1月第4週(1/19〜1/25)*印が多いほど頻出(最高3つの*)
(1) デフレの定義(1/19) **
デフレとは、デフレーションの略で、経済学では物価が持続的に下がることをいう。企業が作るモノの量(供給量)が、消費者が欲しい量(需要量)より多いと、価格が下がる。経済全体で、このようなモノが増えれば、物価が下がる。デフレは、我が国では物価下落を伴う景気低迷という意味で使用されてきた。90年代に、バブル崩壊により株や土地の価格下落と景気低迷を合わせて、資産デフレと呼んだのである。日本は、99年以降物価の下落が続き、デフレに突入したと言われた。しかし、当時景気は緩やかながら拡大していた。このため、政府は、2001年3月に「デフレを景気動向にかかわらず持続的な物価下落」と経済学と同じ定義をし、「日本経済は緩やかなデフレにある」と認定した。しかし、この頃景気後退局面に既に入っており、金融機関の不良債権処理策とともに雇用・中小企業対策をデフレ対策としてまとめた。不良債権処理策で倒産が増加して失業者が増え、景気に悪影響を及ぼすことを防ぐためであった。このデフレ対策の「デフレ」は、景気低迷も含んでいる。物価下落という本来の定義を生かすならば、意味を加えるのは避けるべきである。
(2) 大手行を来月特別検査(1/21) ***
金融庁は、大手銀行12行を対象とした特別検査を2〜3月にかけ実施する方針である。不良債権処理の加速策である金融再生プログラムに基づき、11人の「再建計画検証チーム」を新設し、大口融資先企業の再建計画の可否にまで踏み込み、厳格に検証するのが特徴である。検査結果は、4月に通知する予定で、この検査を産業再生につなげたい意向である。

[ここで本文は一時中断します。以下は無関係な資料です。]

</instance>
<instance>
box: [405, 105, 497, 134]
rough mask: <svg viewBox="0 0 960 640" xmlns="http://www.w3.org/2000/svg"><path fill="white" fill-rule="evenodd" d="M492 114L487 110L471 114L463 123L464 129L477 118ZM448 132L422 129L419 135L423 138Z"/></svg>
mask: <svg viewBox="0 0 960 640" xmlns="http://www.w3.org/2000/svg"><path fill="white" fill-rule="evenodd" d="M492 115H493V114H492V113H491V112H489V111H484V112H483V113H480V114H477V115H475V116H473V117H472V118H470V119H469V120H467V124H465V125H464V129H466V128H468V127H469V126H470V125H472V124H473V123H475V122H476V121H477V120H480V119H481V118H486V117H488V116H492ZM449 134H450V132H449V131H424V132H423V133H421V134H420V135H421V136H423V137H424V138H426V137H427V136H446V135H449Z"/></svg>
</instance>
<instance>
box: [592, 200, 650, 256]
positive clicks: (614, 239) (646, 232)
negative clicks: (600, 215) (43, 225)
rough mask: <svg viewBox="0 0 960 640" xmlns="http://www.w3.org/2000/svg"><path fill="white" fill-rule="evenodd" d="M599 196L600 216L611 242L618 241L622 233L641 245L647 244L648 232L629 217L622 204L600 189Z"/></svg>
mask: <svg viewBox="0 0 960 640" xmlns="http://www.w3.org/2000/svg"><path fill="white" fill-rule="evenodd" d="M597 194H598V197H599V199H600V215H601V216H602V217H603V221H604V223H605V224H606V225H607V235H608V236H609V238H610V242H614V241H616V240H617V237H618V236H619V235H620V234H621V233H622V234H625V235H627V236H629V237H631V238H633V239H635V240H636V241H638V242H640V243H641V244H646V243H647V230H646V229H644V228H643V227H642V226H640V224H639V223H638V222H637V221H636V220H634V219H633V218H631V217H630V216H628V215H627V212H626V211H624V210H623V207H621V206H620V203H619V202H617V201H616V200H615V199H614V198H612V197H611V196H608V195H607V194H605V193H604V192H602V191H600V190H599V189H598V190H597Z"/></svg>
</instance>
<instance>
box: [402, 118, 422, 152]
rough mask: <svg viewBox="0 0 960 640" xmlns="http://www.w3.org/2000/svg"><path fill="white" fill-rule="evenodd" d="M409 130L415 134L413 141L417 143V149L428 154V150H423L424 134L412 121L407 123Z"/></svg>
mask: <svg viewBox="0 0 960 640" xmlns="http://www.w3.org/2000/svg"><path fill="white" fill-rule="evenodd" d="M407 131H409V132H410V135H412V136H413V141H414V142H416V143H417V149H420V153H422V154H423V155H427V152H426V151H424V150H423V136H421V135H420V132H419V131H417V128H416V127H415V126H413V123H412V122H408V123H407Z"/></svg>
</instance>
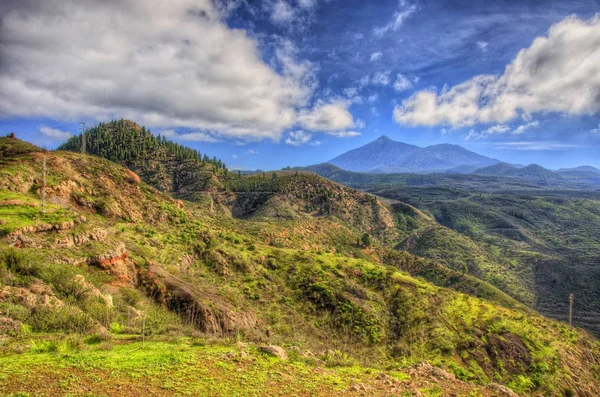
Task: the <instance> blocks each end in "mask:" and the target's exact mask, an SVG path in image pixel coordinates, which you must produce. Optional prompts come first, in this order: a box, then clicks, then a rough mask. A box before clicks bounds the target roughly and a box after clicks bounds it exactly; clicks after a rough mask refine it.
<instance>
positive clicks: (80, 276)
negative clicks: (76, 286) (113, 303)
mask: <svg viewBox="0 0 600 397" xmlns="http://www.w3.org/2000/svg"><path fill="white" fill-rule="evenodd" d="M75 282H77V283H78V284H79V285H81V286H82V287H83V288H84V290H85V293H86V295H87V296H93V297H95V298H100V299H102V300H103V301H104V304H105V305H106V307H113V301H112V296H111V295H104V294H103V293H102V292H100V290H99V289H98V288H96V287H95V286H94V285H93V284H90V283H88V282H87V281H86V280H85V277H84V276H82V275H81V274H78V275H76V276H75Z"/></svg>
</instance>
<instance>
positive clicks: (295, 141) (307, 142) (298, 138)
mask: <svg viewBox="0 0 600 397" xmlns="http://www.w3.org/2000/svg"><path fill="white" fill-rule="evenodd" d="M311 138H312V135H311V134H309V133H307V132H304V131H302V130H300V131H291V132H290V133H289V135H288V137H287V139H286V140H285V143H286V144H288V145H292V146H302V145H304V144H307V143H309V142H310V139H311Z"/></svg>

昨年の検査では、71社、7兆5千億円分の債権について、債務者区分が下方修正された。今年は、問題企業の再建計画が検証されることで、業界の再編や企業整理が加速する可能性も出てきた。
(3) みずほ1000社に出資要請(1/25) **
年度内に、1兆円規模の増資を計画しているみずほフィナンシャルグループが、大株主の第一生命保険や安田生命保険、朝日生命保険などをはじめとして、内外の機関投資家、取引先の中小企業などを含め千社以上に出資要請していることが分かった。しかし、企業側からは、約2兆円という空前の赤字で、巨額の資本調達が必要になったのであるから、経営者責任を取ることが必要ではないかという厳しい指摘もある。
(1) EU、独仏に財政赤字是正勧告(1/20) ***
欧州連合(EU)財務省理事会は、ユーロの安定を確保するための財政基準を、ドイツが破りフランスが破りつつあるとして、フランスを除く14ヶ国の賛成で、両国に是正勧告を行った。勧告は、昨年のポルトガルに続くものである。財政基準は、参加国の財政赤字が、GDP比で3%を超えた場合、財務省理事会が是正策を指示し、是正策に従わない場合は、GDP比で最大0.5%の罰金を科す内容である。

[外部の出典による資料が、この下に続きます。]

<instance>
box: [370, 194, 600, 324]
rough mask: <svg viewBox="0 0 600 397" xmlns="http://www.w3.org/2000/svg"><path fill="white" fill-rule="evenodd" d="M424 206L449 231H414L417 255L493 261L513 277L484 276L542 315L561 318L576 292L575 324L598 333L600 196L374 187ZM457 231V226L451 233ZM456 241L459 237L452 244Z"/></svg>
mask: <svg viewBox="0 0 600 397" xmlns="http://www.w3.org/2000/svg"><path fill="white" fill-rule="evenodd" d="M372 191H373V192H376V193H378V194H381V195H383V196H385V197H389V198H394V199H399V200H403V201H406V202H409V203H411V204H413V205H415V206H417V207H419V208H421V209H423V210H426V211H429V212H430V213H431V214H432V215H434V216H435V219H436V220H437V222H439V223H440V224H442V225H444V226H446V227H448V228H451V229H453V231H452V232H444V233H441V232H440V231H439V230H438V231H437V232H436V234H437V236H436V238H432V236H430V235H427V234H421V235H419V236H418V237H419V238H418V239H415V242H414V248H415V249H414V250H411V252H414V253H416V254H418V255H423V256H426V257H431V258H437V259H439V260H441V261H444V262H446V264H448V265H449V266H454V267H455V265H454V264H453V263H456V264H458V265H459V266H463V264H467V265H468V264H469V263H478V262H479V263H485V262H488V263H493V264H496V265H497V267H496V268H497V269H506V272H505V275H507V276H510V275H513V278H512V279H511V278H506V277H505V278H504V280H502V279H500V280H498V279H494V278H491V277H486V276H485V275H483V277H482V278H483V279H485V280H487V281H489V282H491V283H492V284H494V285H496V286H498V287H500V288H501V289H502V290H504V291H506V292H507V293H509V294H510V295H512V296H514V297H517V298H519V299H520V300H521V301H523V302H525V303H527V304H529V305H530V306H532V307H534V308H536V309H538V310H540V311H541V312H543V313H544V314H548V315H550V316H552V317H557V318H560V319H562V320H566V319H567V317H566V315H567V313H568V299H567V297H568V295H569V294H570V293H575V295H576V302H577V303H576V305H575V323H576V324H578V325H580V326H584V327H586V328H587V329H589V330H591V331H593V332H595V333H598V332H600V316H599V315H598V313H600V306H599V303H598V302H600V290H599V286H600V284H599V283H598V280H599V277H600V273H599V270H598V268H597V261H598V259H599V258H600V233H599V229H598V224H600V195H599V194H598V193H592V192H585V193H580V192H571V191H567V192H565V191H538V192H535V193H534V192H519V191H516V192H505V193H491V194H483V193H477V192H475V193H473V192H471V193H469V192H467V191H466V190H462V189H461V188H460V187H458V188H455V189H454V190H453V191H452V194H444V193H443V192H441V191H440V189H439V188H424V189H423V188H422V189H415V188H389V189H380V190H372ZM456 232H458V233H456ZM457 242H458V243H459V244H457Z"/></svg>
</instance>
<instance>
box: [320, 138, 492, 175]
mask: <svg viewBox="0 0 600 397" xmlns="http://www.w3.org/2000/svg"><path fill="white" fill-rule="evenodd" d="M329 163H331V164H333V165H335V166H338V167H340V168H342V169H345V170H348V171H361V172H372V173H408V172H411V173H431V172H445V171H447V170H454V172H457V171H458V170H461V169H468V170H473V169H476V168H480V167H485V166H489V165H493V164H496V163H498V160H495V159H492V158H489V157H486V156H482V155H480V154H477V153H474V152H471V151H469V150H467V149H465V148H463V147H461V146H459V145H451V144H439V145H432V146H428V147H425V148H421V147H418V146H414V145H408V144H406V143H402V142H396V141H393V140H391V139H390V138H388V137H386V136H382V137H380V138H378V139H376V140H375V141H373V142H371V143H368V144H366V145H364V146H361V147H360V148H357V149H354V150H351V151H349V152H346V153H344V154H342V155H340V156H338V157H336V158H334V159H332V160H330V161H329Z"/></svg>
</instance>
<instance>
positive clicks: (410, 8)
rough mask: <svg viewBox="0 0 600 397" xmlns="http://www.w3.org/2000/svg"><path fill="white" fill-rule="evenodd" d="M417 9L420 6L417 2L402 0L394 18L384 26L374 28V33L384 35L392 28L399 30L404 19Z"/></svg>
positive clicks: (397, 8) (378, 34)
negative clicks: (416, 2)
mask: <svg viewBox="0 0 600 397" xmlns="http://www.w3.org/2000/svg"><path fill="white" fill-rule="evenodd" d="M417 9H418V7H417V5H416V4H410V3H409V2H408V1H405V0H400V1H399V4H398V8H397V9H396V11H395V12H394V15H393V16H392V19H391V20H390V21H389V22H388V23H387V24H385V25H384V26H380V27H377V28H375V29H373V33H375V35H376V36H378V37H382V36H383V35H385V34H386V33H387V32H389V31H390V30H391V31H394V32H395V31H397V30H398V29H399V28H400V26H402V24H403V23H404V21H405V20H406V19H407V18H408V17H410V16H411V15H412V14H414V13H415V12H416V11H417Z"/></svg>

ドイツは、昨年の財政赤字が同比で3.7%を記録し、シュレーダー政権は勧告を受け入れる方針を示し、既に増税と超緊縮財政を打ち出した。また、フランスは、昨年の財政赤字が同比2.8%であった。財務省理事会は、今年から年0.5%の赤字削減をフランスに示した。しかし、同国のシラク政権は、大型減税を約束する一方で、国防費増額も打ち出しており、財政基準適用には反発している。
財政基準が、財政発動を含め、独自の経済政策の執行を摘み取っている現状には、不満が募っている側面もある。
(1) 郵便参入促進へ事業者向け説明会(1/21) **
総務省は、4月の日本郵政公社発足と同時に郵便事業への民間参入が解禁されるのに合わせ、事業者向けの説明会を開催する方針を明らかにした。宅配最大手のヤマト運輸が参入を見送り、参入の動きが鈍いため、参入条件などを定めた信書便法の解釈や申請方法を詳しく説明し、参入を促進したい考えである。信書便法は、全国参入型以外に、ア.3時間以内に配達する イ.一通千円を超える郵便 などの地域限定サービスの「特定信書便事業」への参入も認めており、バイク便最大手のソクハイなど3〜4社が、大都市圏で参入する方針である。
競争を促すため、民間が申請を出した場合、速やかに許可を出す方針である。
米のイラク攻撃の可能性が高まり、原油価格が高騰している。日本の原油の中東依存度は突出している。各国の中東依存度は、次のとおりである。
日本 86.1% アメリカ 25.8% イギリス 5.2%
日本の石油備蓄は、160日分以上あり、すぐには石油不足などの事態にはつながらないといわれる。しかし、戦争により中東からの輸入が止まれば、深刻な影響が出ると見られる。